I’m not, by nature, a drinking man. However, the making of the bet which led to this book does not bear testimony to that. Because I made it when I was pissed.

Everything you read from this moment forth is a tribute to what can be achieved as a result of a shabby night of booze.”

The prologue above made me snort.

The next pages made me smile and soon I was laughing so hard I couldn’t see to read what came next.

The rest of my book club thought it was fun and amusing, but gave me a  bit of an odd look when I told them how hard I laughed.

Would I recommend it? I would.  When responses range from fun to hilarious what do you have to lose?

Consider The Fork by Bee Wilson

Do you know how the shape of spoons relates to political history?Consider the Fork by Bee Wilson!
Have you heard the theory of knife use and how it relates to overbites?!
Did you know that there were 692 patents granted for egg beaters in a 64 year span?!
Have you heard all the different ways people came up with to turn spits?!

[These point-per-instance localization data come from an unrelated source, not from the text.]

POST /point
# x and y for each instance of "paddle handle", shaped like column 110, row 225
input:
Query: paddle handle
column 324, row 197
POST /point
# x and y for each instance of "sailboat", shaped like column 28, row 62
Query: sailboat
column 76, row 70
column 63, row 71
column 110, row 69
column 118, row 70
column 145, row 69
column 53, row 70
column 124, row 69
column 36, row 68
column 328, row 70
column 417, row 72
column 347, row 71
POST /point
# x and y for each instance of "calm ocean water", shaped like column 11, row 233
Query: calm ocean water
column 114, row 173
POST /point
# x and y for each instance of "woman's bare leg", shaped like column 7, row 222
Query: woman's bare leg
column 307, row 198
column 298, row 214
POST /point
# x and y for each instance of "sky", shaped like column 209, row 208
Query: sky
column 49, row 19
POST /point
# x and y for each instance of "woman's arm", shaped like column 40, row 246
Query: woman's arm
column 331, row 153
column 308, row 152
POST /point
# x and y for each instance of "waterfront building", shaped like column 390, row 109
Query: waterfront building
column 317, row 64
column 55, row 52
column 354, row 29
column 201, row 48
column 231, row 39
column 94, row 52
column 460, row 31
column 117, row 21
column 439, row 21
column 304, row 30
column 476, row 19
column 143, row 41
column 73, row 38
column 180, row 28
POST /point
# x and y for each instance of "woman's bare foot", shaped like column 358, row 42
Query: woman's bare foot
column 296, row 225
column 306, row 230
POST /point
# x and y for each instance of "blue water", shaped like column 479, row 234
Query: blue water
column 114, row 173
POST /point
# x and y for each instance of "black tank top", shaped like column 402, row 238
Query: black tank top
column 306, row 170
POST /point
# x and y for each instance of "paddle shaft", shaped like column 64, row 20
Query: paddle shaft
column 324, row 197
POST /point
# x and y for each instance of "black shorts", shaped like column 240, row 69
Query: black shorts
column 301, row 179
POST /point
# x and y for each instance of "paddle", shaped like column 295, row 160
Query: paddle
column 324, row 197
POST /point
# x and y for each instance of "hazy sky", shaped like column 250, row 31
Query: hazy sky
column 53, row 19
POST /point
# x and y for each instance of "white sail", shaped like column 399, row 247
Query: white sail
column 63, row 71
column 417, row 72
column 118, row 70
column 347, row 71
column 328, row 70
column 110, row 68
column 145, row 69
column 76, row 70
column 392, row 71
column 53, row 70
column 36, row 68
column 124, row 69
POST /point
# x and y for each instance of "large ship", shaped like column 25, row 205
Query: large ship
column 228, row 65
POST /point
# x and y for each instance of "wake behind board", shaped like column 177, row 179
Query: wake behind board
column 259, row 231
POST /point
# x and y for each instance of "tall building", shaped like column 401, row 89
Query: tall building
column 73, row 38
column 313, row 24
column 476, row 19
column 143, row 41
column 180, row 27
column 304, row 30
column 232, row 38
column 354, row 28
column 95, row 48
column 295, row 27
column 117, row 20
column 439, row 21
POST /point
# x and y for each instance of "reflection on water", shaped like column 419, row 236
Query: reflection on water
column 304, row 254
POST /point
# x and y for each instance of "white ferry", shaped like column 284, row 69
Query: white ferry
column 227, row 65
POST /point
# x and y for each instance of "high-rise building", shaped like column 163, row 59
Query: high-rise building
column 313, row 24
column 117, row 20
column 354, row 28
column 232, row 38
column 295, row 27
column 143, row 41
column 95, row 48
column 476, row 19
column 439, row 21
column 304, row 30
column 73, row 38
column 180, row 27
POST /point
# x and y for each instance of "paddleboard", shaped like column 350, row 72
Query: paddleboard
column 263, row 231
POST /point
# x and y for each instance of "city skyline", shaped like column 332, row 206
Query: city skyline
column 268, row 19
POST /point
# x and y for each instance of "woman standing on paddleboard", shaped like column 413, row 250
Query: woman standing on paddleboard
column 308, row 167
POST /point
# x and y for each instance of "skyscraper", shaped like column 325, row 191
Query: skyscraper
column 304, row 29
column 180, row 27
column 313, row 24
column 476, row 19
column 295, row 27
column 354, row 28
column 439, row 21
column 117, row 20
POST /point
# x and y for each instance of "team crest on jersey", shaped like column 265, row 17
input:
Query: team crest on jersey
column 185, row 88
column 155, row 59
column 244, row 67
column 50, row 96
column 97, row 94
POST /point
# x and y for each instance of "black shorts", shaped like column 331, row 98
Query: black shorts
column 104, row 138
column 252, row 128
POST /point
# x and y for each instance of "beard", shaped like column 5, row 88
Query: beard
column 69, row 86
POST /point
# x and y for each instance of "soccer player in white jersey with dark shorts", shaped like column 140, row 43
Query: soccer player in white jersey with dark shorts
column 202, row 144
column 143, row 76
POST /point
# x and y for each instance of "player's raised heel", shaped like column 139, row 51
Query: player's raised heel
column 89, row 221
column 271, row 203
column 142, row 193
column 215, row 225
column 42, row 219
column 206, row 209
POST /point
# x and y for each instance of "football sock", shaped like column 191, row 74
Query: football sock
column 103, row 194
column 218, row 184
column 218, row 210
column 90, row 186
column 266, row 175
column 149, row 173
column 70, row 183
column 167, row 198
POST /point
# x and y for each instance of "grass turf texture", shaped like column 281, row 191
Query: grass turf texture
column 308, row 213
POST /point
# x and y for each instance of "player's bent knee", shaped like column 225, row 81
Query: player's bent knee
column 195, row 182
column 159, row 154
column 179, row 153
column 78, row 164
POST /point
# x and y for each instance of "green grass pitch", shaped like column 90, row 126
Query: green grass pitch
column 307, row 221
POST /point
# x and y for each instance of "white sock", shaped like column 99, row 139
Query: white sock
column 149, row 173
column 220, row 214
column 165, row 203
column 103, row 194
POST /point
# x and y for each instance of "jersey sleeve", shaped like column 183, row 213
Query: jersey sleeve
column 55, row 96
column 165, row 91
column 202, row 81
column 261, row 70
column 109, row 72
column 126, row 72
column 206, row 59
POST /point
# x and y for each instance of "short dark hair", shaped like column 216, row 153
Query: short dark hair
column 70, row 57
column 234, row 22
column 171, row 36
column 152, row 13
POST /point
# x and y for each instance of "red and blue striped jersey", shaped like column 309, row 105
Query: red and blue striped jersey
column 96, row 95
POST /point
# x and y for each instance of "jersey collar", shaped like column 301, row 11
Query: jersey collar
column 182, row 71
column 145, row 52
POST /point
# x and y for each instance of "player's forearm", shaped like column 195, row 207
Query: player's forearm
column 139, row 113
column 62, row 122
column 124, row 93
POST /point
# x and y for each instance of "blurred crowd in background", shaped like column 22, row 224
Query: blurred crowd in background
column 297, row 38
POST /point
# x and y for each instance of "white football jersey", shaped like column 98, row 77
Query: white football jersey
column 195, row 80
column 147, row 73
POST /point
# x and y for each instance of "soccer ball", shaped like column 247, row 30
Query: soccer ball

Ice boxes!!? Pots!!? Measuring cups!!? Forks!!?

I would be happy to tell you because I found it all completely fascinating.

You don’t even have to ask.

Just invite me into your kitchen and soon you’ll have me jumping up and down in front of you as I spout off with nerdy factoids that I remember the gist of but not enough of the details so that you will think it’s interesting as well.

It will be like the kitchen nerds version of forgetting the punch line of the joke.

Come to think of it perhaps that’s why I don’t tell jokes.

Perhaps it would be best just to read the book yourself…

Would I recommend it? Clearly!

The author does a fantastic job of relating ancient (and not so ancient) kitchen woe’s to current day practice.  I loved it in a way that had me running off to bed to see what happened next, which is impressive in a book about the “History of How We Cook and Eat!”